Many privacy coins died like that.

Fork dero, remove rings, do a fair launch (they cannot sue you, I will tell you why at the end). Let it be your gift to the people of the world. Let me explain why.

While Dero’s tech has the potential to be the best privacy tech, it’s very far from realizing its potential. Today you can easily trace transactions on Dero, even with the bug fix.

The Derolytics explorer, for example, makes it very easy to know when a wallet moves money. Dero’s current decoy picking algo also sucks, because it seems to be entirely random so by spamming the chain with 1M addresses (like someone did in 2022), it’s highly probable that most decoys will be spam addresses and easily discardable.

Monero is still more difficult to trace because wallets and explorers don’t let you query for specific TXOs. This of course doesn’t mean the tech is better.

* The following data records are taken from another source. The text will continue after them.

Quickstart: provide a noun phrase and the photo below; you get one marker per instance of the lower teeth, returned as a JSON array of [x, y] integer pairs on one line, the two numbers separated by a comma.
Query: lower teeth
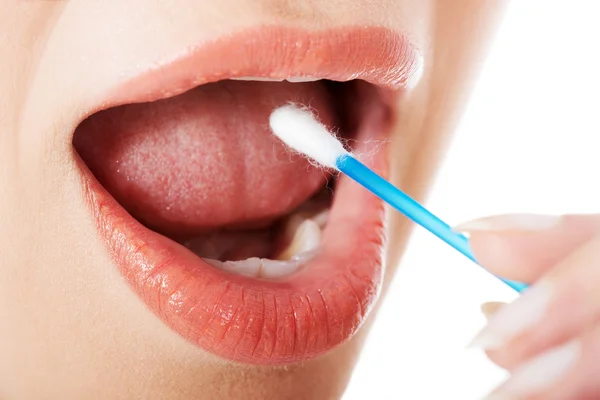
[[263, 267], [302, 231]]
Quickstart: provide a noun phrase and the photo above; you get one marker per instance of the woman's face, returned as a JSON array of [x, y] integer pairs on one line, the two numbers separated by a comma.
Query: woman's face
[[172, 248]]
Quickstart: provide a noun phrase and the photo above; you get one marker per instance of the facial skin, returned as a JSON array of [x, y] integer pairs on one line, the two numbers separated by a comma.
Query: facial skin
[[70, 326]]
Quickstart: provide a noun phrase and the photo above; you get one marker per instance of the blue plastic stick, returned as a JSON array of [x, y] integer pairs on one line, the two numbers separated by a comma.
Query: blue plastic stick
[[409, 207]]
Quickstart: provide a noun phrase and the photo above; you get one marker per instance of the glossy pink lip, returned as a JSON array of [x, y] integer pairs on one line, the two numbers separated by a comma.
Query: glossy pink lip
[[323, 304]]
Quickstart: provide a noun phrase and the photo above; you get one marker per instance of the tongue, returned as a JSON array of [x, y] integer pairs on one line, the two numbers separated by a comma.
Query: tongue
[[204, 159]]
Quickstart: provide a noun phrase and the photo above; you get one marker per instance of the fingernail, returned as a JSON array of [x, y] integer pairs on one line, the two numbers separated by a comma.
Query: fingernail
[[491, 308], [515, 318], [540, 373], [508, 222], [498, 396]]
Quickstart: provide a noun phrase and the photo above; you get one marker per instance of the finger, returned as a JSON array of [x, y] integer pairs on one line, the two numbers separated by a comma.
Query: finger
[[491, 308], [561, 305], [523, 247], [569, 371]]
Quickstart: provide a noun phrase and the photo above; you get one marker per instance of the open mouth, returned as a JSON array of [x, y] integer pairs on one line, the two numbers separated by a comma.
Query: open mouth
[[236, 244]]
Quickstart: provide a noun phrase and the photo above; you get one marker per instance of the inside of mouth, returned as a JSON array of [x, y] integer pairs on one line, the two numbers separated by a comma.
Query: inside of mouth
[[203, 169]]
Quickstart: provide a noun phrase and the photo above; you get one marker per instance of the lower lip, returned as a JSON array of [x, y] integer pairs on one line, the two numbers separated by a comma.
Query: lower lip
[[245, 319]]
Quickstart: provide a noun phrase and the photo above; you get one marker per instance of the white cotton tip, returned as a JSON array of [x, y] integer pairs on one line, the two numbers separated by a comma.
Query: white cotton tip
[[300, 130]]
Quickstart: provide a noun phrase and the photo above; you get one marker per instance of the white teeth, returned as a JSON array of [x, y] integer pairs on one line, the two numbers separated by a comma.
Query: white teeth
[[302, 79], [257, 79], [277, 269], [262, 267], [307, 237], [304, 230], [248, 267], [293, 79]]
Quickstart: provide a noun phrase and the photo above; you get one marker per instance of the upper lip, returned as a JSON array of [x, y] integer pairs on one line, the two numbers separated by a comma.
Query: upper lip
[[240, 318]]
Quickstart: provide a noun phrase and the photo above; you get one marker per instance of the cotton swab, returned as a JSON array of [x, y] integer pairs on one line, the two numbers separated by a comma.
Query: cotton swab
[[298, 129]]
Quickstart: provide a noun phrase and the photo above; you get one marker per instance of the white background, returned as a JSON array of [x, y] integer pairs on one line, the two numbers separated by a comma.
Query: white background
[[529, 142]]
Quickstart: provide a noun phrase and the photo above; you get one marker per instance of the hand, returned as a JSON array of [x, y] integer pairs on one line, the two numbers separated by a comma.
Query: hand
[[549, 338]]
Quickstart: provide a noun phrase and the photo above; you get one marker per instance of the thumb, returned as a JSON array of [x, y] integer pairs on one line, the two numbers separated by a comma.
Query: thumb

But ok, the chief scammer Captain has said that he wants to give people time to understand Dero. Damn Cap, where are you? We understood it so well that we even caught you stealing from your own users! On one side your minions preach on the importance of integrity, privacy, freedom and on the other side there is you stealing your users’ freedom to feed your greed! I bet you paid/pay some of those minions with your stolen coins!

Anyway, if Dero is not already the product of some CIA/NSA/FBI lab of devs with God complex (it sure looks that way right now, and if so then "waiting on Cap" is just the current stalling strategy), then the idea/tech will eventually be captured by the deep state anyway.

What happens next imo is that they will stall development for years, like they did with Monero. The upgrade Dero badly needs is removing rings. But I fear that once they capture it (Captain Baba and the 40 thieves have made it extremely easy), Dero will linger in its deprecated state forever and they will only upgrade it when it will no longer make a difference.

So if any capable devs are reading this, if you can be anon and take care of your opsec. Study Dero, fork it, remove rings, relaunch it. If somehow they find you through their friends at the NSA, and sue you, you can refer to their Xelis scam as precedent where the license was not enforced.

If you can but you don’t then we will be at the mercy of the deep state either way. So I sincerely hope someone reading this has got the backbone to do what it takes. Don’t even message me if you do it, let me find out on my own.